Now that we've decided which value of K to look at, we can look at the ancestry estimates for each individual.
qmatrix <- Q(project,K=3,run=1)
This command pulls out the ancestry matrix (called the Q matrix) for the first run with K=3. Let's look at the Q matrix.
head(qmatrix)
## V1 V2 V3
## [1,] 0.720829000 0.250110000 0.029060900
## [2,] 0.966564000 0.033336100 0.000099991
## [3,] 0.488427000 0.511473000 0.000099991
## [4,] 0.877583000 0.120222000 0.002194510
## [5,] 0.000099991 0.806777000 0.193123000
## [6,] 0.447247000 0.000099991 0.552653000
Here, each row is an individual and each column is one of the inferred clusters. First, lets give the individuals "IDs" as rownames. You'll see that this is important later. Next, one thing we could do is look at which cluster has the highest ancestry for each individual. The which.max
function just gives you the index (which column in this case) of the highest value.

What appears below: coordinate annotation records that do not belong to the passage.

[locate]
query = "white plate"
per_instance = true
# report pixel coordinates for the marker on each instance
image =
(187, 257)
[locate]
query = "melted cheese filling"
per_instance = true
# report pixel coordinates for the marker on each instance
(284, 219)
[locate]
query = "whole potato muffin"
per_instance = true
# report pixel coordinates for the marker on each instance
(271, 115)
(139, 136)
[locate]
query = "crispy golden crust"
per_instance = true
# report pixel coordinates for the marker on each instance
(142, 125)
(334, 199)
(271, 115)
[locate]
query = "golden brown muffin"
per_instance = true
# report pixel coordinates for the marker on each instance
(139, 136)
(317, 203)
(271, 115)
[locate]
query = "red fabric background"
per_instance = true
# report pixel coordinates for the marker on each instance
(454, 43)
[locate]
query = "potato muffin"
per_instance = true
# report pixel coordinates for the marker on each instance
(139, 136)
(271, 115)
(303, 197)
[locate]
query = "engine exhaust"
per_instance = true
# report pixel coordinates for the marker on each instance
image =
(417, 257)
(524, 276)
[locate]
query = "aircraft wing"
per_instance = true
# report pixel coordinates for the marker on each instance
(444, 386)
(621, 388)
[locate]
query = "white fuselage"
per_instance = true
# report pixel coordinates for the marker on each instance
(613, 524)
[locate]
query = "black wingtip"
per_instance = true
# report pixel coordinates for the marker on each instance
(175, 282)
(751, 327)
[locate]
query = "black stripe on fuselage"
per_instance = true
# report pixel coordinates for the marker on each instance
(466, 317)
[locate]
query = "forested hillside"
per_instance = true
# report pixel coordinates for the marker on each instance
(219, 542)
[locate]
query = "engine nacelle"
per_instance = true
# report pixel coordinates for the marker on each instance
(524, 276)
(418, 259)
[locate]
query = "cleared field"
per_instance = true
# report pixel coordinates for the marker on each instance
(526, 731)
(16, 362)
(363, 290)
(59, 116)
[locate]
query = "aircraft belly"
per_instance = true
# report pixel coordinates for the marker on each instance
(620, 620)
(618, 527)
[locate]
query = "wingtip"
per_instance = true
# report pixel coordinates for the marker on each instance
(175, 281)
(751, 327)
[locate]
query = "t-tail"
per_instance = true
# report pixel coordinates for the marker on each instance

rownames(qmatrix) <- 1:nrow(qmatrix)
maxCluster <- apply(qmatrix,1,which.max)
maxCluster
## 1 2 3 4 5 6 7 8 9 10 11 12 13 14 15 16 17 18 19 20 21 22 23 24 25
## 1 1 2 1 2 3 2 1 3 2 2 1 2 2 2 3 1 3 1 3 3 3 3 1 2
## 26 27 28 29 30 31 32 33 34 35 36 37 38 39 40 41 42 43 44 45 46 47 48 49 50
## 2 1 3 1 1 2 2 2 3 1 3 3 3 2 1 1 1 3 2 2 1 3 3 3 3
If we pretend maxCluster
gives refers to the population from which the individual came, we can use the aggregate
function to look at average cluster membership across each population:
aggregate(qmatrix,by=list(maxCluster),mean)
## Group.1 V1 V2 V3
## 1 1 0.81928744 0.07558183 0.1051307
## 2 2 0.08850443 0.79022150 0.1212741
## 3 3 0.12811117 0.11555745 0.7563314
Now lets plot the ancestry results. Basically, we just want to make a barplot of the qmatrix. The plotBar
function from the starmie package does this nicely:
plotBar(qmatrix,facet=FALSE)
We can also ask it to group based on population. Look at the plotBar
documentation. To group by population we need a two column dataframe where the first column is the sample number and the second column is the population. We'll use the sample IDs we made up earlier and the maxCluster as the population. With other data you might use some other factor as the population, such as subspecies or geographical location.
pops <- cbind(sampleID=rownames(qmatrix),pop=maxCluster)
plotBar(qmatrix,populations=pops,facet=FALSE)
For homework, we will use population structure analysis to look at ancestry in Chirikof Island cattle. The data folder contains two relevant files:
cattle.geno is the genotypes file for a subset of the populations used in the paper
metadata.csv is a file with the population and species info for all the individuals included in the genotypes file. Note that they are in the same order as in the genotypes file.